Ascolta la tua voce guida

Sono al telefono con un’amica che assomiglia ad un fiume di lamentele in piena e non riesco ad arginarla, anche se ho mille cose da fare e sono in un ritardo pazzesco. Così parlo e intanto preparo gli ingredienti per la merenda dei bambini che non danno tregua, e affetto le verdure perché stasera ho gente a cena ma non l’ho invitata io, è stata un’idea di mio marito. Sbaglio mira, mi taglio un dito, volano cellulare e coltello: il telefono si apre e si scompone in mille pezzi, il coltello lascia uno sbrego sul parquet. Sono arrabbiata: verso di me e la mia incapacità di fissare le priorità e difendere i miei spazi, anche nei piccoli gesti della vita quotidiana. Continua a sfuggirmi il punto in cui finisco io e cominciano gli altri. Mi sento invasa e al tempo stesso dipendente dalle richieste esterne. Lo sbrego sul parquet resterà a memoria perenne di questa sensazione?

Sono certa che questo malessere, dai confini imprecisati ma maledettamente persistente, sia più diffuso di quanto si creda. Che si manifesti con una sensazione fisica, un flash visivo o un invito che viene dal profondo, tutti dovremmo dare più ascolto alla voce guida che conosce i nostri desideri più autentici e sa indicarci la strada migliore per realizzarli. Non è detto che sia sempre un percorso senza ostacoli, ma di certo è quello che più ci appartiene. Rappresenta ciò che siamo nel profondo e, se ben utilizzata, può guidarci nel processo di crescita come una bussola perché è l’impronta psichica più vicina alla nostra indole. Può capitare, però, che nel corso della vita venga soffocata da altre voci, come quelle della società e della famiglia, o dagli aspetti più razionali della personalità che puntano a farci muovere solo su strade sicure e già battute. Queste voci obbediscono a convenzioni, per questo è più facile seguirle…i richiami “conformisti” hanno un ruolo ma non possono avere ragione su tutto. Non è sbagliato cercare di far felici gli altri, ma se viviamo solo in funzione del loro giudizio rischiamo di dimenticare ciò che vogliamo veramente.
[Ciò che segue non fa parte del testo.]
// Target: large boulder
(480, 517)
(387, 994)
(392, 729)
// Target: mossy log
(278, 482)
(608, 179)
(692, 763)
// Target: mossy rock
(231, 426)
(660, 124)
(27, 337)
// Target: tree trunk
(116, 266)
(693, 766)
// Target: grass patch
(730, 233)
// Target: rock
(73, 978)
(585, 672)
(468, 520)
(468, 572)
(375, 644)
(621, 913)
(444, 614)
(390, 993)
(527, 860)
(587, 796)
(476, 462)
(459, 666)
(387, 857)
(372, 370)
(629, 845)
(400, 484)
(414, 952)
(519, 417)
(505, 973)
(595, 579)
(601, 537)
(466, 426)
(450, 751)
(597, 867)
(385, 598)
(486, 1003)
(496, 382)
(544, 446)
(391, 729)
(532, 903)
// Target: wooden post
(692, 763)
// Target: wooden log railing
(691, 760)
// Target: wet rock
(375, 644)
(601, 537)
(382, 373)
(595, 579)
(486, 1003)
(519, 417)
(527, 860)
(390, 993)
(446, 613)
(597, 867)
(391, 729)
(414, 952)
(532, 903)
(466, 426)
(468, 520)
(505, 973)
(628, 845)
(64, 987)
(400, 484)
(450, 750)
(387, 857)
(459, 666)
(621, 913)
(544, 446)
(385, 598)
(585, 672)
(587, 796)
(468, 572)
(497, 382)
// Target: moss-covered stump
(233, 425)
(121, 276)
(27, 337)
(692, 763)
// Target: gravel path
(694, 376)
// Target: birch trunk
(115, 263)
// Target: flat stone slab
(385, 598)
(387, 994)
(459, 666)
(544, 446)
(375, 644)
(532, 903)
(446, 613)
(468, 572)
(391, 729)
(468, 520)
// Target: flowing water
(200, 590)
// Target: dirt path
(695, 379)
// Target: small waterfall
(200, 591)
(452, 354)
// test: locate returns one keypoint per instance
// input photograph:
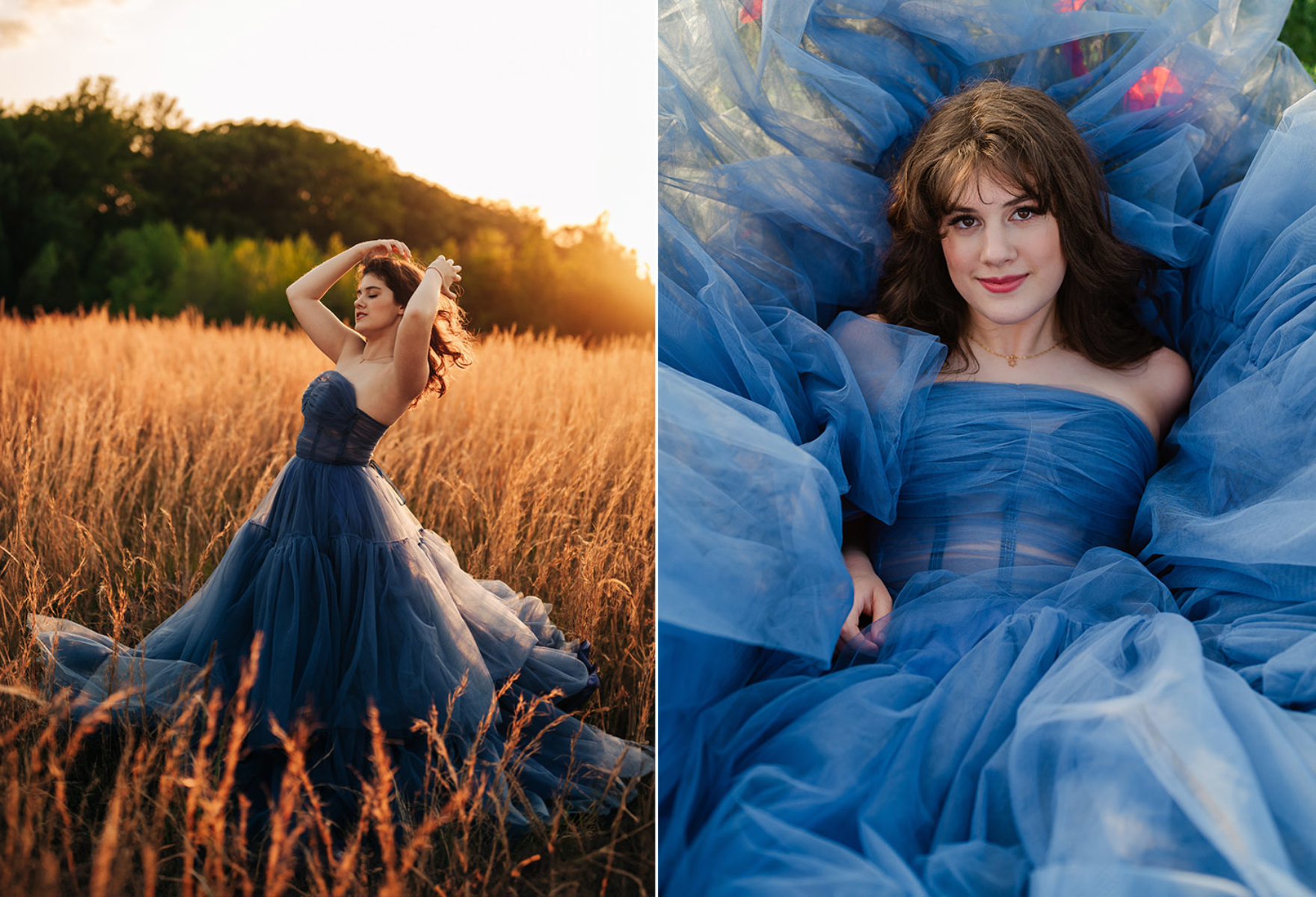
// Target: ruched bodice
(1003, 475)
(334, 431)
inner1Certo, nella complessità della vita non è sempre facile fidarsi dell’istinto, comprendere quanto ci sta spingendo verso la giusta direzione…i “rumori” della giornata – le voci delle persone, i pareri, le discussioni, i consigli ricevuti – spesso risuonano nella nostra testa anche la sera a letto…se non riusciamo ad escluderli, cerchiamo almeno di abbassarne un po’ il volume, proprio come si fa con la manopola di una radio. A questo punto, possiamo cambiare frequenza e provare a sintonizzarci sul nostro canale interiore e una volta trovata la giusta lunghezza d’onda, sarà più facile riconoscere la nostra voce guida che non usa ragionamenti lunghi e contorti ma poche parole, semplici e ripetitive. Non è lì per rimproverarci, ma per avvertirci di un pericolo e indicarci una via d’uscita. Seguendola acquisteremo fiducia in noi stessi e riusciremo finalmente a dirigere la nostra personale sinfonia.